Die Rosenkreuzer sind quellenmässig erstmals erfassbar, als im Jahre 1614 eine 36-seitige Schrift veröffentlicht wurde mit dem Titel: Fama Fraternitatis Oder Brüderschaft des Hochlöblichen Ordens des R.C. [Rosen Creutz] An die Häupter, Stände und Gelehrten Europae. In diesem Werk wird die Reform von Wissenschaft, Religion, Kultur und Gesellschaft behandelt. Zugleich beschreibt die Fama die Ursprungslegende des Rosenkreuzerordens. So soll ein Christian Rosencreutz im 15. Jahrhundert mit drei Mitbrüdern eine geheime «Gesellschaft» oder «Bruderschaft» gegründet haben, die sich als Werk christlicher Nächstenliebe im Sinne einer «Generalreformation» des ganzen Lebens ausschliesslich und ohne Entgelt der Krankenheilung widmete. Ein Jahr später (1615) erschien die Confessio Fraternitatis, die sich ebenfalls mit der Geschichte des Ordens und seines geheimnisvollen Gründers auseinander setzte, und 1616 erschien die dritte und letzte Schrift, die Chymische Hochzeit Christiani Rosencreutz. Als wahrscheinlicher Verfasser der Rosenkreuzerschriften (und Erfinder des Mythos der Rosenkreuzer) gilt der schwäbische Theologe Johann Valentin Andreae (1586–1654), der nach Abschluss seines Theologiestudiums zur führenden Persönlichkeit des Luthertums im damaligen Herzogtum Württemberg aufsteigen konnte.

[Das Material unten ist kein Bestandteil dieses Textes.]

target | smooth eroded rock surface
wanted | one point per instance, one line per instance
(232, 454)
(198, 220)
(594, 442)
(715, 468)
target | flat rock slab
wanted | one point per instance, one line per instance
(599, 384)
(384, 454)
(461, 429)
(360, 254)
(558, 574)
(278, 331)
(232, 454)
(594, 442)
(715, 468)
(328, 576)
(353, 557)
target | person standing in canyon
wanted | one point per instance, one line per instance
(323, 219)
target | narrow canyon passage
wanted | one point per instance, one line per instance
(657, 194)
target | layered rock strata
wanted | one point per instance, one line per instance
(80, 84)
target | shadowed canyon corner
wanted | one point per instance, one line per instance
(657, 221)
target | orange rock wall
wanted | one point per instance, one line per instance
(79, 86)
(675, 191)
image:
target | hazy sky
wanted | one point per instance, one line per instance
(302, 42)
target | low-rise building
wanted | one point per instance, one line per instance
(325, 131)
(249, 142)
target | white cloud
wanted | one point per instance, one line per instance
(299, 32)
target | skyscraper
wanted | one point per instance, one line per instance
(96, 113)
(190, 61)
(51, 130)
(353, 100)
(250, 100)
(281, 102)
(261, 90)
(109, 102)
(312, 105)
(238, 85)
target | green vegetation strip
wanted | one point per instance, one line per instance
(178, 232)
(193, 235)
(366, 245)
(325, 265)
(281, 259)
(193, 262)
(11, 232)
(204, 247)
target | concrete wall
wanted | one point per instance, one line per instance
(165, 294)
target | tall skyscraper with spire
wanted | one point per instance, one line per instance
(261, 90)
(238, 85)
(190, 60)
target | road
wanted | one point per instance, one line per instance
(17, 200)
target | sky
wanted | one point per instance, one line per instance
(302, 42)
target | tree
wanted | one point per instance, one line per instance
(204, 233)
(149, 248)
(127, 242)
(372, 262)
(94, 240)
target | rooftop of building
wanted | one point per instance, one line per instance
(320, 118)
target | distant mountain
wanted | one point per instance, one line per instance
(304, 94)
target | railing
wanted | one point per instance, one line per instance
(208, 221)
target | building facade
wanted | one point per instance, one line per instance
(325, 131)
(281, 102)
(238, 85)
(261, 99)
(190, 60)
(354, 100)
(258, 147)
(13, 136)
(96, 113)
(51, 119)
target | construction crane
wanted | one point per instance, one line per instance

Neusten Rosenkreuzer-Forschungen zufolge sind die Rosenkreuzerschriften jedoch ein Gemeinschaftswerk des so genannten «Tübinger Kreises» (Tübingen= alte Universitätsstadt in Württemberg), dem Männer wie Christoph Besold (1577– 1638), Tobias Hess (1568–1614) und oben genannter Johann Valentin Andreae angehörten. Diese sollen dazu beigetragen haben, die Rosenkreuzer-Manifeste zu gestalten und bekannt zu machen. Andreae ist wahrscheinlich lediglich der «Sekretär» dieser Gemeinschaft gewesen, in der damaligen Gesellschaft nahm er jedoch eine exponierte Stellung ein. Der Name Christian Rosencreutz findet sich so in der Fama Fraternitatis nicht. Hier stehen lediglich die Initialen C.R., R.C., C.Ros.C., C.R.C. usw. Die Fama und die anderen Rosenkreuzerschriften hatten für Johann Valentin Andreae (und wahrscheinlich auch für die anderen Autoren) einen rein fiktiven Charakter, der einen Denkprozess in Gang setzen sollte. Andreae distanzierte sich später von der entstehenden «Rosenkreuzer-Bruderschaft», die sich auf seine Schriften berief.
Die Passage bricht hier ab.